Mais c’est à un gros mot que revient la palme de l’ancienneté. Au 11e siècle, on disait déjà «filz a putain». Mille ans après, l’expression s’est à peine modifiée.
Quant au bon vieux «merde», on le trouve dans le Roman de Renart au 12e siècle: «Passe outre, dist Renart, fi! merde».
Autre expression multiséculaire qui a encore la faveur des cours de récréation: «gros porc», répertorié depuis le 16e siècle. Nos enfants parlent donc comme au temps de Rabelais.

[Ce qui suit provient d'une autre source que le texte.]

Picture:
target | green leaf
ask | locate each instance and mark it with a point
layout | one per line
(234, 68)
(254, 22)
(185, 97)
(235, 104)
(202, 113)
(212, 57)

Au 18e, on disait de quelqu’un qui a un langage ordurier «qu’il ne parle que par B et F» c’est-à-dire par «bougre» et «foutre» (la décence interdit de traduire ici ces mots en vocables contemporains). On composa alors de nouvelles insultes comme «peigne-cul» et «jean-foutre». Depuis le lexique a changé mais le registre est toujours le même. On tourne en rond. À quand un concours de jurons inédits, de noms d’oiseaux qui volent plus haut que le niveau de la ceinture?

● Libérons la langue
C’était une gageure de constituer un dictionnaire de ces locutions qui fleurissent notre parler de métaphores surgies d’on ne sait où. Transmise oralement mais exclue de l’université, leur définition est volage et leur origine s’est souvent perdue. «Les expressions n’ont pas toujours un sens bien droit, bien carré, le même pour tous les individus qui les emploient», remarque Claude Duneton. Cette fantaisie poétique qui contrevient à la règle d’or de la «rationalité française» l’enchante. Et il regrette qu’on n’enseigne pas aux écoliers que les rigueurs de la grammaire française peuvent se conjuguer avec la liberté d’inventer et d’associer des mots de tous les jours, pour tous les jours.

Le Bouquet des expressions imagées de Claude Duneton et Sylvie Claval, collection Bouquins, Robert Laffont, 1728 p., 35€.